In apparel, the company competes with Macy's and Kohl's — retailers with stronger balance sheets and, in the case of Kohl's, more favorable geography. Amazon is also a growing apparel threat and gunning for the No. 1 spot. At the same time, off-price sellers like TJX Cos. and Ross Stores are covering the country with new stores.
Ellison said in May that apparel was the "lynchpin" to the company's strategy and key to its performance over 2018. But Penney is also playing catch up in women's apparel, where casual and athleisure has changed the category. In May, executives told investors that women's activewear sales grew in double digits in Q1, after the company rebooted the category in Q3.

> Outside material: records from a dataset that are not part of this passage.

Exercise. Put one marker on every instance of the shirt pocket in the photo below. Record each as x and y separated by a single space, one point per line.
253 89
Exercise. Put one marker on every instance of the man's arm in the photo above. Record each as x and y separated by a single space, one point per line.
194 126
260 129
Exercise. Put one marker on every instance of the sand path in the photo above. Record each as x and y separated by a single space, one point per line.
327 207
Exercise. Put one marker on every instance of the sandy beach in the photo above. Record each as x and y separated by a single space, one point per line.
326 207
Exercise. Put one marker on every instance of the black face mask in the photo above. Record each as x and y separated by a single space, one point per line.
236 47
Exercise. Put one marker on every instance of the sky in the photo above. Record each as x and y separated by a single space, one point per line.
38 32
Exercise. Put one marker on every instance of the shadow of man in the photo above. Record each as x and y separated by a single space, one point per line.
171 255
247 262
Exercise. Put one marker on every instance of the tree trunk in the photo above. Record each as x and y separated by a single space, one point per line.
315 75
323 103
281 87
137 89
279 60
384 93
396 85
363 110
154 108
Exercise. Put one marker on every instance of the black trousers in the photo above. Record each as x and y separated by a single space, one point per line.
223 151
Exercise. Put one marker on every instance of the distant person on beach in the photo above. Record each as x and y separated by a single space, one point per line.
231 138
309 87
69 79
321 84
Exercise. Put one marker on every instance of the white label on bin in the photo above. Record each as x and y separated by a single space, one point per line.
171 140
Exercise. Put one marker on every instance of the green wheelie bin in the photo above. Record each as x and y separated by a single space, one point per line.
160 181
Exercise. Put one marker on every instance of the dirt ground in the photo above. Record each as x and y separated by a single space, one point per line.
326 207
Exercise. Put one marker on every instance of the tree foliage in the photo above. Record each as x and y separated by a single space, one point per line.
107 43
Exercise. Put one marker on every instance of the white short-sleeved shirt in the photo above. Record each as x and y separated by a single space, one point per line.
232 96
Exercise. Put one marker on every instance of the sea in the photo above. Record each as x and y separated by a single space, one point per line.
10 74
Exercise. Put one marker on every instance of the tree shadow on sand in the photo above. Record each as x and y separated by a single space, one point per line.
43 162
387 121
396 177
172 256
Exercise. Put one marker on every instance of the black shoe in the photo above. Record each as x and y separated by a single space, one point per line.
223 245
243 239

Managing Director of GlobalData Retail Neil Saunders noted in May that Penney is barely profitable at the operating level. (Its operating income in Q1 was $3 million.) "What it needs to do is develop more compelling own-brands in all categories and curate these in a way that is meaningful to its target customer," he said. "This would strengthen the whole business and would encourage shopping across departments."
More broadly, Saunders added, "As much as we recognize many of the positive changes J.C. Penney has made to date, and as much as we respect the highly engaged management team, we believe that now is the time to up the pace of change with bolder and more ambitious moves across all categories."
Ellison — who is getting ready to leave the sector's troubles behind him — has assured the world that Penney is taking the right steps and the turnaround is showing results, but more time is needed for them to fully change the company's trajectory. "[R]etail in the U.S. is a multi-trillion dollar industry. And we believe there can be multiple winners," he said in March, adding that the retailer planned "to be one of the winners."
About two months later, Ellison's headed off the court to go play for another team.
A previous version of this story misstated J.C. Penney's 2013 income due to a rounding error.